NU Online News Service, Oct. 22, 5:18 p.m. – MetLife Inc., New York, says it plans to cut at least 1,900 jobs and take at least $368 million in charges in an effort to cut costs and improve its operations, but it says the Sept. 11 attacks will cost it somewhat less in the third quarter than it had previously estimated.

The major operating changes announced include:

Cutting 253 jobs at the officer and director level, or about 10% of all jobs at that level. (MetLife says 158 officers and directors left the company during the third quarter.)

Cutting 640 non-sales jobs in the individual business unit and 340 operations and technology jobs that support the individual business unit.

Cutting 450 jobs by discontinuing stand-alone 401(k) recordkeeping services. (MetLife will refer its 26 401(k) recordkeeping clients to Hewitt Associates L.L.C., Lincolnshire, Ill.)

Discontinuing the externally managed, guaranteed index separate accounts now available through pension unit.

MetLife says it will also cut 200 property-casualty jobs and take a policyholder liability.
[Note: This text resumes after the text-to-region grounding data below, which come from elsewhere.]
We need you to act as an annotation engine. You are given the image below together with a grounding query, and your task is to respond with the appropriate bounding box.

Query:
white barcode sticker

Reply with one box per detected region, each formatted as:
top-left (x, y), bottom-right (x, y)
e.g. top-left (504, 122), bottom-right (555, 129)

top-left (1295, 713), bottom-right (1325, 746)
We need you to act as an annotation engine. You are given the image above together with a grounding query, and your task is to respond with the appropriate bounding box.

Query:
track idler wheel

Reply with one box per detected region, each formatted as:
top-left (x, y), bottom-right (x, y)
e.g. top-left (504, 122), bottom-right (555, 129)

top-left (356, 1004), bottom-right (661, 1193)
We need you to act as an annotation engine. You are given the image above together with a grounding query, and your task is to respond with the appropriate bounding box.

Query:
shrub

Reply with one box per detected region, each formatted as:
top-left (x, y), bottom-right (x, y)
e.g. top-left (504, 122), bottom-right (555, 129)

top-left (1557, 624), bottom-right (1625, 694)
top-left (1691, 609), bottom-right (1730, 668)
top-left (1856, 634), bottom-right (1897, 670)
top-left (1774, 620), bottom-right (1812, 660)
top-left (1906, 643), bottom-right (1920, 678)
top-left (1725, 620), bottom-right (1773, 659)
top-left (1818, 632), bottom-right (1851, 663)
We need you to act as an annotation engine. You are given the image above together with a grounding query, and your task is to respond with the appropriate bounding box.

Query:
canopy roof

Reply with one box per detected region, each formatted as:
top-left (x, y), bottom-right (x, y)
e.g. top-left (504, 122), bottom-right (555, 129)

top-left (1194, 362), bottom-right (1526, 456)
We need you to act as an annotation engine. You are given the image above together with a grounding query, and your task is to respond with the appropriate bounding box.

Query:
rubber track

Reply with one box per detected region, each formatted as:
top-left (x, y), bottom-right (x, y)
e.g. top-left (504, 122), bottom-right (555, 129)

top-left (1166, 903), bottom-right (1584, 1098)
Taking the policyholder liability will involve giving back some accumulated surplus in group annuity contracts acquired when MetLife bought New England Mutual Life Insurance Company back in 1996.

The return of group annuity surplus will cost the company $12 million after taxes for the third quarter, and $356 million after taxes for the fourth quarter, the company says.

Although giving back the annuity surplus will lead to big charges for the third and quarter quarters, it should increase 2002 operating earnings by $100 million, and help make up for the effects of the weak stock market and increases in the cost of MetLife’s own pension plans, MetLife says.

In related news, MetLife predicted the Sept. 11 attacks will cost it less than it projected Sept. 14, when it gave a claims estimate of $250 million to $300 million.

The company now expects the third-quarter claims to total $210 million.

The claims will eat up about half of third-quarter operating earnings, but third-quarter operating earnings should still be at least 29 cents per share, MetLife says.